"I think in the future urban design will be different—we will start to live with water a little more.... I like to call it 'incremental adaptation'"
—Susy Torriente, Assistant City Manager and Chief Resiliency Officer for the City of Miami
Rising Seas are not on everyone's mind, but for 133 million Americans who will be living near the coast by 2020, it should be.
Sea level is predicted to rise from two to five feet before the end of the century, affecting communities, transforming our coastal landscapes, and changing the way we live.
Will it be fight? Or flight?
Above: Wildwood NJ today and after a 5- to 6-foot rise in sea level.
This is a personal work in progress as I transition from one job to none. Retirement has many definitions. This idea began in January of 2016. I hope to continue to travel the East Coast looking for stories and photographs that help to imagine the changes, adaptations and choices we will face from rising sea level. Cities will fortify themselves, adapt to living with water, or be forced to move their entire populations. Ecosystems will be in transformation from a fresh water environment to one of salt water. And it may take a very long time before the vacation industry can reestablish itself while a beloved barrier island system moves, is submerged and takes new shape from the relentless force of the ocean.
The most difficult challenge for us today: Few but the youngest of us will be alive at the end of the century—these grand geographic transitions will be left to the next generations. We must start to plan now to adapt and innovate new ways live and move populations humanely—not as refugees, but as citizens.
All photographs were taken by me unless noted, and show locations that will be affected by a 5-foot rise in sea level. Maps from NOAA or from Climate Central's Surging Seas (using NOAA data).
Europeans first arrived on North America's Atlantic coast, seeking harbors of refuge in Jamestown, St. Augustine and Plymouth—today among the most vulnerable to rising seas. But also it's where our history was made. Memorable locations like Kitty Hawk, The U.S. Naval Academy, the cherry trees rimming the Tidal Basin in Washington will also be touched by the higher waters.
where we live
Our coastal communities are as diverse as the people within them. The challenges of Hoboken, New Jersey, are vastly different from those in Hatteras Island, North Carolina, or Fort Lauderdale, Florida. From super-sized luxury resorts on Hilton Head Island to humble homes in a working town like Freeport, Texas, communities will grapple with the decision to adapt or flee.
The forces of change upon millions of acres of protected lands—from parks and national seashores to wildlife reserves—are crucial for bird migration and wildlife habitats. But they are also needed by developed areas to provide a buffer from storms and as a source of fresh water, as the Everglades provides for Miami.
We don't just live and play on the coasts. We work there. And in the course of occupying these fragile places we have built an infrastructure that, in the end, cannot work under water. Building dunes or wider beaches is a temporary fix. Roads, water and waste systems, and utilities will have to be raised or abandoned. The active launch pads at Kennedy Space Center are at risk. And Washington's National Airport will be under water.
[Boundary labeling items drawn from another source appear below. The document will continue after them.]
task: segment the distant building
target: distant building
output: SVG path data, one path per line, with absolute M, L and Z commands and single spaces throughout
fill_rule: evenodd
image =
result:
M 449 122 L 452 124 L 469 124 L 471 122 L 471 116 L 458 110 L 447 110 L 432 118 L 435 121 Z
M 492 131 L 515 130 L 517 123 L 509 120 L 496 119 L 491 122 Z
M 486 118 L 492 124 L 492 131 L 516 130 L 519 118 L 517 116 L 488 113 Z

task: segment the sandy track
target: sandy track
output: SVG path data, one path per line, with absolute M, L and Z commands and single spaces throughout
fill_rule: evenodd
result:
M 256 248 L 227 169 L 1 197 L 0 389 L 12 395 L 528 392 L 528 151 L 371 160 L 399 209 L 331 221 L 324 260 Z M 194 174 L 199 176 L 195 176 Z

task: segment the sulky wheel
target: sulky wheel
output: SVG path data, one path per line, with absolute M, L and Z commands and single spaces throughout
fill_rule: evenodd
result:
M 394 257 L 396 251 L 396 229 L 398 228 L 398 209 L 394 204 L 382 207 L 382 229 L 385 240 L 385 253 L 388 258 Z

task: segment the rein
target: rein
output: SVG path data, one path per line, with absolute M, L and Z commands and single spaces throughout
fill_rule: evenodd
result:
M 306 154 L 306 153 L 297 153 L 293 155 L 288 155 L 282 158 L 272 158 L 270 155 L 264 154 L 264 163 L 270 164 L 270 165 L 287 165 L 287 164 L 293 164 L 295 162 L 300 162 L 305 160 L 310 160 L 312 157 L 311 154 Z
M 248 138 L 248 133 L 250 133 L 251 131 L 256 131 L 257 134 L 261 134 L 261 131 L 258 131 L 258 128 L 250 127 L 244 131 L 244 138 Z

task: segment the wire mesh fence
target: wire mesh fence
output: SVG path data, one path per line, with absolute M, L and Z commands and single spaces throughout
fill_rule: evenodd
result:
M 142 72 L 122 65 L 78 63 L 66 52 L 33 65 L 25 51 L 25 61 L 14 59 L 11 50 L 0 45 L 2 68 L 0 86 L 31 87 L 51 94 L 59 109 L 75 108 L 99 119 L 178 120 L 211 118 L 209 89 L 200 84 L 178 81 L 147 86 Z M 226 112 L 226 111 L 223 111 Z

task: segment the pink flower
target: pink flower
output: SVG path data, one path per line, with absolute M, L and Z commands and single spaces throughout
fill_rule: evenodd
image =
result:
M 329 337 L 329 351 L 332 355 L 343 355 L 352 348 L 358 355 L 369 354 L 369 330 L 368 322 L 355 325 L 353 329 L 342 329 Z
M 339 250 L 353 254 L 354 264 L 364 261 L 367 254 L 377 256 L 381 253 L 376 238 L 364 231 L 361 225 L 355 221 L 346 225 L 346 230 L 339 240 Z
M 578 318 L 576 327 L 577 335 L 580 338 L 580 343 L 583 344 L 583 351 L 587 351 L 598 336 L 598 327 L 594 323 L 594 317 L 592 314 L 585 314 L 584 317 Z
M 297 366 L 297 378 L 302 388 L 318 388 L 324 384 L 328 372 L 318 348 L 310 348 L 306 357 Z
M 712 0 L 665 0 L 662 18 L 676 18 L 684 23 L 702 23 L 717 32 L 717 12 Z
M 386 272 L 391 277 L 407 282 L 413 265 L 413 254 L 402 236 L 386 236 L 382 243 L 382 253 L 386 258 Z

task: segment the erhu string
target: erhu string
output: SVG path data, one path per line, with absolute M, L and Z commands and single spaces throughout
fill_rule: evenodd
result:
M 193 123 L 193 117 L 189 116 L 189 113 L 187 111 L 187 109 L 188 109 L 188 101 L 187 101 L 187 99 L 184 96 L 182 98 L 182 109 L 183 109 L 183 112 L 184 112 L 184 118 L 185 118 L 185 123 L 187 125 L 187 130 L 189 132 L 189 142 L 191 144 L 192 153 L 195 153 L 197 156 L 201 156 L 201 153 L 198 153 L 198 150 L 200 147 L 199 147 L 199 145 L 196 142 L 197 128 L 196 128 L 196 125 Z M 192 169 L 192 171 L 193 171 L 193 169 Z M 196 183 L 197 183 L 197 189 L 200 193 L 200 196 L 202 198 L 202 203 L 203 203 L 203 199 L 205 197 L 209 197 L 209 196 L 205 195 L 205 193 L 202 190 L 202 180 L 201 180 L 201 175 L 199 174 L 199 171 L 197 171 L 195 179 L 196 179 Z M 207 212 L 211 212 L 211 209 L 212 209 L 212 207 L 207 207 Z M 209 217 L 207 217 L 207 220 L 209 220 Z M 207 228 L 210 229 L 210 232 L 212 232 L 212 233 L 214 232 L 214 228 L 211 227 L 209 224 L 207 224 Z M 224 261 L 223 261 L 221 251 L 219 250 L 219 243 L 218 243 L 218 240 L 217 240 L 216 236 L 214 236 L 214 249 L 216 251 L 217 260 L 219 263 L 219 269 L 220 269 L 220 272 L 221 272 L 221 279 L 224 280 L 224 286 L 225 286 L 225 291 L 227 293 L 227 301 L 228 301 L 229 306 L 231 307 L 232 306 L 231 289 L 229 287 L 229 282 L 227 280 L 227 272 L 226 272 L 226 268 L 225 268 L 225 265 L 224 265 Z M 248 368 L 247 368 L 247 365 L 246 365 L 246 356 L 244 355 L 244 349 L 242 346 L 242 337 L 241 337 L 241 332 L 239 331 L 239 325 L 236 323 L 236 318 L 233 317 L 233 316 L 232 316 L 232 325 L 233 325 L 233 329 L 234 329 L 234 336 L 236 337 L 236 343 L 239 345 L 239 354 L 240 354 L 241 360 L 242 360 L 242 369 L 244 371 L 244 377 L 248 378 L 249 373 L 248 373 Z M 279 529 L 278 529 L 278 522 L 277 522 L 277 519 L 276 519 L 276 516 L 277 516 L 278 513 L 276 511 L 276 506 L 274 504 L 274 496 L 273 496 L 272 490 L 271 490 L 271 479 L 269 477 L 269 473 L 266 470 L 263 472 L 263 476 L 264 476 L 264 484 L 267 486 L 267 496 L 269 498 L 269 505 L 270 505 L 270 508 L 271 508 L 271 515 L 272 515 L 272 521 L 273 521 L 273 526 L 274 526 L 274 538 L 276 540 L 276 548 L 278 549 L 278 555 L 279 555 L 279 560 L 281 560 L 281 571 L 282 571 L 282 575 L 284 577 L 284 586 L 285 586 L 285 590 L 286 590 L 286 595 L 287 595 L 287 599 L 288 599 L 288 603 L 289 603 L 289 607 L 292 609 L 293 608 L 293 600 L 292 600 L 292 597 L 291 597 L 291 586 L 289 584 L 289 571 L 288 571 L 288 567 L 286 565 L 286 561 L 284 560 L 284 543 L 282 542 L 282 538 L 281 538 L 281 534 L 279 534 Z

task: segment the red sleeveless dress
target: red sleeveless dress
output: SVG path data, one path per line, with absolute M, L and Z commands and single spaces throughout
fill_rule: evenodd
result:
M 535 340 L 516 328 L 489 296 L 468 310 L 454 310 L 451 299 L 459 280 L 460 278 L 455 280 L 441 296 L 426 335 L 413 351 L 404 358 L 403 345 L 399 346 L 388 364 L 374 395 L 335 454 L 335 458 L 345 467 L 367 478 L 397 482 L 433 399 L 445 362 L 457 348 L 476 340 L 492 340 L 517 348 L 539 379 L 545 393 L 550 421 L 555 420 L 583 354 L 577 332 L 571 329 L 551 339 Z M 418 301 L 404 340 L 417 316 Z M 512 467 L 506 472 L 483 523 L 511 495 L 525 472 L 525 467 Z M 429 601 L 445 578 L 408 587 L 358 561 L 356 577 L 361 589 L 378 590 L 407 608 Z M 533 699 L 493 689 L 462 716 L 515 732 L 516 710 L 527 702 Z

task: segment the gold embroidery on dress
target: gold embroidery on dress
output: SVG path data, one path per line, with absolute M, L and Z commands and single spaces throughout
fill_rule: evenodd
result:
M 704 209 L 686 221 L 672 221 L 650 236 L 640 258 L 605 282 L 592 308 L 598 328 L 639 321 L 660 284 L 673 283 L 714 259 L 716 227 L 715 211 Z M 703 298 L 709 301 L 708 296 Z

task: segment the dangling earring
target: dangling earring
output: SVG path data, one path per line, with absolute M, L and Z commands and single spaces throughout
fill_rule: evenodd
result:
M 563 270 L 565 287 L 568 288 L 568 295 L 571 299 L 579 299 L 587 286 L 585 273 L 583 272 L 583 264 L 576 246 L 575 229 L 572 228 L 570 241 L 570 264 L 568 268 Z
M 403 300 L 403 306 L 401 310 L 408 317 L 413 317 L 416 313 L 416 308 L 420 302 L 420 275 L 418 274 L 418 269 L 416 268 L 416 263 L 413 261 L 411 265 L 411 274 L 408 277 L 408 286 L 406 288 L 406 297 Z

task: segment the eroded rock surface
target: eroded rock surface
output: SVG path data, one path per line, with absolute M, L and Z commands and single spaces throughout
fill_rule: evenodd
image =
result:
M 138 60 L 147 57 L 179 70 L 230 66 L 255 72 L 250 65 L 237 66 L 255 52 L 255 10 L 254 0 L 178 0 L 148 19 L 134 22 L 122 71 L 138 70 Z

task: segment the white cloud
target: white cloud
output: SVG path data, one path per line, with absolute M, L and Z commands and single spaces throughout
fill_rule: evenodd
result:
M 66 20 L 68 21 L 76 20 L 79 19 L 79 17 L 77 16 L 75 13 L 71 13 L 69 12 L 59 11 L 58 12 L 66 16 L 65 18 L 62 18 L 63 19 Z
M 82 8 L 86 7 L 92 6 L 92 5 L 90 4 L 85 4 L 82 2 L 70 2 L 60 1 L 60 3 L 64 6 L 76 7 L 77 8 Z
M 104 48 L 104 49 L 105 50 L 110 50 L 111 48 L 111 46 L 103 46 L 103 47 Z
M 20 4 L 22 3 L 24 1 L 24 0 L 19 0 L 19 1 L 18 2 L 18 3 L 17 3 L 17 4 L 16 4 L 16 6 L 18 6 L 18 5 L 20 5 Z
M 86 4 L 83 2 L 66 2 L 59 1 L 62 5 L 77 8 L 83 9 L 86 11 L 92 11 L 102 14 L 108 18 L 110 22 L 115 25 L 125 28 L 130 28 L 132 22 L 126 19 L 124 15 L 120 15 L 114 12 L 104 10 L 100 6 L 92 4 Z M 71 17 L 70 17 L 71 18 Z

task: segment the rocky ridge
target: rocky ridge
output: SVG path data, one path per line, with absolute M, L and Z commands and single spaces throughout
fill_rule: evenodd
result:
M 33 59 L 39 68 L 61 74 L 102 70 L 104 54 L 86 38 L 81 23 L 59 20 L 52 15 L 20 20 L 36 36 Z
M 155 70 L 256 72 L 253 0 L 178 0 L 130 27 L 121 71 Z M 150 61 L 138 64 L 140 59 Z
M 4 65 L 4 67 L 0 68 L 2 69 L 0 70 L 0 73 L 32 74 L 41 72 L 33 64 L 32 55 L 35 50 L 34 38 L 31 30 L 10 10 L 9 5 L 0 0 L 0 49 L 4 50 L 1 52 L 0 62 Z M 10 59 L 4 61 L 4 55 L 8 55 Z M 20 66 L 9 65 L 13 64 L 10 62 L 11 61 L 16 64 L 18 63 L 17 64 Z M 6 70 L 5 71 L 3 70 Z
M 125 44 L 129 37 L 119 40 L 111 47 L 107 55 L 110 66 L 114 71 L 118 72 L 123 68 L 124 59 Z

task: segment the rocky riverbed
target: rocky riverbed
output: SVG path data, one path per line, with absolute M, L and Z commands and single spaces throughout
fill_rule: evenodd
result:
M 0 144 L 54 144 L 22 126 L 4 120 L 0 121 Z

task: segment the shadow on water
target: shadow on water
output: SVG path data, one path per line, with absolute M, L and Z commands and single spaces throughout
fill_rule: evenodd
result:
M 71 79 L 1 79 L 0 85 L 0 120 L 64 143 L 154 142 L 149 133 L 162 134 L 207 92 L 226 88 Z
Some of my favorite childhood memories are anchored in those days spent on a beach on Lake Erie. For a midwestern boy, the lapping waves were exotic. Today millions of people flock to the Atlantic and Gulf coasts in the summer, creating a culture unique and sometimes similar—the iconic palm tree thrives in any climate—lush in the South and in blue plastic in New Jersey. This coastline culture will be the front line of change.